Operator && has preference over || but evaluation from left to right is still present and has precedende over operators as described in JLS §15.7
The Java programming language guarantees that the operands of operators appear to be evaluated in a specific evaluation order, namely, from left to right.
I'm trying to do a "do while" loop with a nested if statement. I'm trying to compare two possible values for a String variable "word". If !word.equals "deeppan or thin" do something, else do something. But its not liking me using the or || comparator .. Any suggestions would be welcome.
do {
word = scan.next();
if ( !word.equalsIgnoreCase( "Deeppan" || "thin" ) ) {
System.out.print("Sorry you must specify a Deeppan or thin base, try again: ");
} else {
break;
}
} while ( true );
equalsIgnoreCase takes a single string argument, not a logical expression. You can combine them with || or && though:
if (!word.equalsIgnoreCase( "Deeppan") && !word.equalsIgnoreCase("thin" ))
You have to do it like this:
if (!word.equalsIgnoreCase("Deeppan") && !word.equalsIgnoreCase("thin")) {
Think about the || which i switched to &&, because the if should only be true, if the value is not the first AND not the second one!
This part is wrong, that's not how you use the boolean || operator, and anyway the logic is incorrect:
if (!word.equalsIgnoreCase("Deeppan" || "thin"))
It should be like this, comparison-operator-comparison, and notice the correct way to state the comparison for the effect you want to achieve:
if (!(word.equalsIgnoreCase("Deeppan") || word.equalsIgnoreCase("thin")))
Or equivalently, using De Morgan's laws (and easier to read and understand, IMHO):
if (!word.equalsIgnoreCase("Deeppan") && !word.equalsIgnoreCase("thin"))
You have a few issues going on. First:
"Deeppan" || "thin"
is attempting to use the boolean "OR" operator to compare two strings. The "OR" operator can only compare boolean results and returns a boolean that is the result of the comparison:
System.currentTimeMillis() == 123455667 || object.equals(this) // both sides are boolean results.
true || false // returns 'false'
But let's pretend for a second that "Deeppan" || "thin" is OK (remember, it isn't) and the compiler knows that you want to compare the two strings. It still leaves the issue that the OR operator returns a boolean result (true or false), which you are then attempting to pass into the method equalsIgnoreCase on the word variable. equalsIgnoreCase takes a String argument, not a boolean. This is the second compilation issue. As has been pointed out, what you need is to check for the conditions separately and OR the result to get the final boolean
if("Deeppan".equalsIgnoreCase(word) || "thin".equalsIgnoreCase(word)) {
// do something
}
("Deeppan" || "thin")
is a boolean expression. equalisIgnoreCase takes a string. Therefore you need to make two seperate calls and OR the (boolean) results
Suppose we use and operator such that
if (a.enable() && b.enable())
so the above statements indicates that both the statements need to be true to proceed
What about the case if a.enable() return false, and if we write the statement such that
if (a.enable() && (b.enable() || c.enable()))

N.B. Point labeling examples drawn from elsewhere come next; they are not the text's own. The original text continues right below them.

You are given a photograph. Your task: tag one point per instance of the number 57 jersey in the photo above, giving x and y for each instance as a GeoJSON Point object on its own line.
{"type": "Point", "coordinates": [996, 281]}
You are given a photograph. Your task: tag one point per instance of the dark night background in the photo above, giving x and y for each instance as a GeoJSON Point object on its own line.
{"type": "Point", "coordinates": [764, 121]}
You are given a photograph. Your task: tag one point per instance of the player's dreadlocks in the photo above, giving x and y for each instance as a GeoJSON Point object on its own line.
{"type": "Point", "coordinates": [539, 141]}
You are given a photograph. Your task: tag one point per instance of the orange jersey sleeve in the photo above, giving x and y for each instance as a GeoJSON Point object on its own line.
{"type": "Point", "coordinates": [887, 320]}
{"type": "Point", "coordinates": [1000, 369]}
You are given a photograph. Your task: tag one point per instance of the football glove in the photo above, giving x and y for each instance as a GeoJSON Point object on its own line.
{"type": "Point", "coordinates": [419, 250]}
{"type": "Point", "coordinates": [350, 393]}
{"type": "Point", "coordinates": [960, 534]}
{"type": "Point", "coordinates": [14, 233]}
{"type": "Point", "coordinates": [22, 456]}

so this above statement means that a.enable() needs to be true and from the second part either b.enable() or c.enable() needs to be true. Either one of them needs to be true to proceed, but if a.enable() is not true then the condition fails without any further checks.
Is this correct?
Yes, && means AND, and || means OR. And they're both short-circuit, so in the following case:
if (a.enable() && b.enable())
b.enable() would not even be called if a.enable() returns false.
And in the following case:
if (a.enable() || b.enable())
b.enable() would not even be called af a.enable() returns true.
That's what allows conditions like
if (s != null && s.equals(foo))
which would cause a NullPointerException if the operator wasn't short-circuit.
if (a.enable() && b.enable())
The 2nd condition will be called only if the 1st condition is true.